Polisi sebenarnya sudah berupaya membubarkan ratusan demonstran yang berkumpul sejak pagi itu pada pukul 11.00 WIB. Kericuhan pun terjadi. Namun, sekitar separuhnya memilih bertahan.
Pembubaran kembali dilakukan pukul 16.00 WIB. Puluhan aparat menghalau massa dengan membentuk barikade dan perlahan mendorong massa menjauh dari kantor UNHCR. Ada pula polisi yang menggunakan motor trail dan mobil taktis.
Sekitar pukul 16.15 WIB, area depan kantor UNHCR sudah steril dari massa demonstran. Sekitar 15 menit berselang polisi kembali datang, kali ini tujuannya untuk menyemprotkan disinfektan. Mobil water canon tampak menyemprotkan cairan disinfektan di titik yang sebelumnya jadi tempat berkumpul massa.
Republika.co.id berupaya meminta penjelasan terkait hal ini kepada Kabagops Polres Metro Jakpus AKBP Guntur Muhammad Tariq di lokasi. Namun, ia enggan memberikan keterangan.
Demonstrasi tersebut digelar ratusan pengungsi Afghanistan untuk meminta kejelasan nasib mereka kepada UNHCR. Sebab, sudah bertahun-tahun mereka di Indonesia, tapi belum juga ditempatkan ke negara ketiga (resettlement).

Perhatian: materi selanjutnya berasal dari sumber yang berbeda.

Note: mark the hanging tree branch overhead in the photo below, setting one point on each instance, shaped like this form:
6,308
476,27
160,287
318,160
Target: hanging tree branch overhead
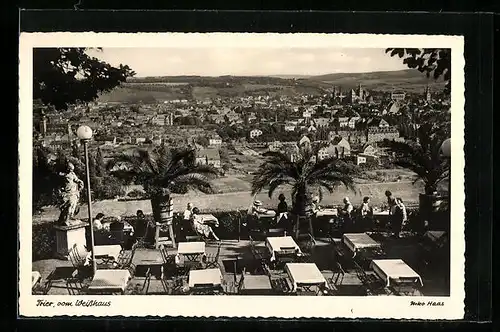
64,76
432,61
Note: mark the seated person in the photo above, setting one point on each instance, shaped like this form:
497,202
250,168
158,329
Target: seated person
315,205
257,208
199,226
97,223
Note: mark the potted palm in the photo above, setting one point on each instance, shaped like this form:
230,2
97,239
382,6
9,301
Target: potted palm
305,174
422,156
161,172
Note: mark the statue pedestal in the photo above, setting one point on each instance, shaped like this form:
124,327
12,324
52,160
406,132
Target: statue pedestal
67,236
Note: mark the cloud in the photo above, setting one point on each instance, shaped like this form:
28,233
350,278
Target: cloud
248,61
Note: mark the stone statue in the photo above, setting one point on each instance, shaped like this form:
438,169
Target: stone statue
70,195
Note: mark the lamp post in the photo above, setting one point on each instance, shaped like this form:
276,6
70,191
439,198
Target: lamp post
84,133
445,151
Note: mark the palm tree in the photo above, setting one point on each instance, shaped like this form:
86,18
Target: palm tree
163,171
422,156
306,174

Selama menetap sementara di Indonesia, mereka tak diizinkan bekerja. Mereka juga tak bisa mendapatkan suntikan vaksin lantaran tak punya izin tinggal. "Perpindahan ke negara tujuan dan kebebasan adalah hak kami," demikian bunyi salah satu poster tulisan tangan yang diangkat salah satu pengungsi.
Sedangkan untuk kembali ke negara asalnya, bagi mereka hal itu tak memungkinkan. Sebab, Taliban sudah kembali berkuasa sehingga keberadaan suku minoritas Hazara kembali terancam.
"Kami di sini kumpul hampir 800 orang memang kebanyakan dari Hazara. Keluarga kami di Afghanistan kondisinya sekarang tidak bagus karena tiap saat, tiap jam mereka khawatir," kata Qurban Ali Mirzai (27), pengungsi asal Provinsi Ghazni, tak jauh dari ibu kota Kabul.
Afghanistan berkecamuk dalam sepekan terakhir usai Taliban (kelompok yang mayoritas diisi suku Pasthun) mengambil alih pemerintahan dan Kota Kabul. Warga sipil Afghanistan kabur ke berbagai negara karena takut dengan cara Taliban memerintah, sebagaimana mereka dulu berkuasa 1996-2001. Ketika itu, Taliban menerapkan hukum syariat Islam superkaku dan juga diskriminatif kepada kelompok minoritas.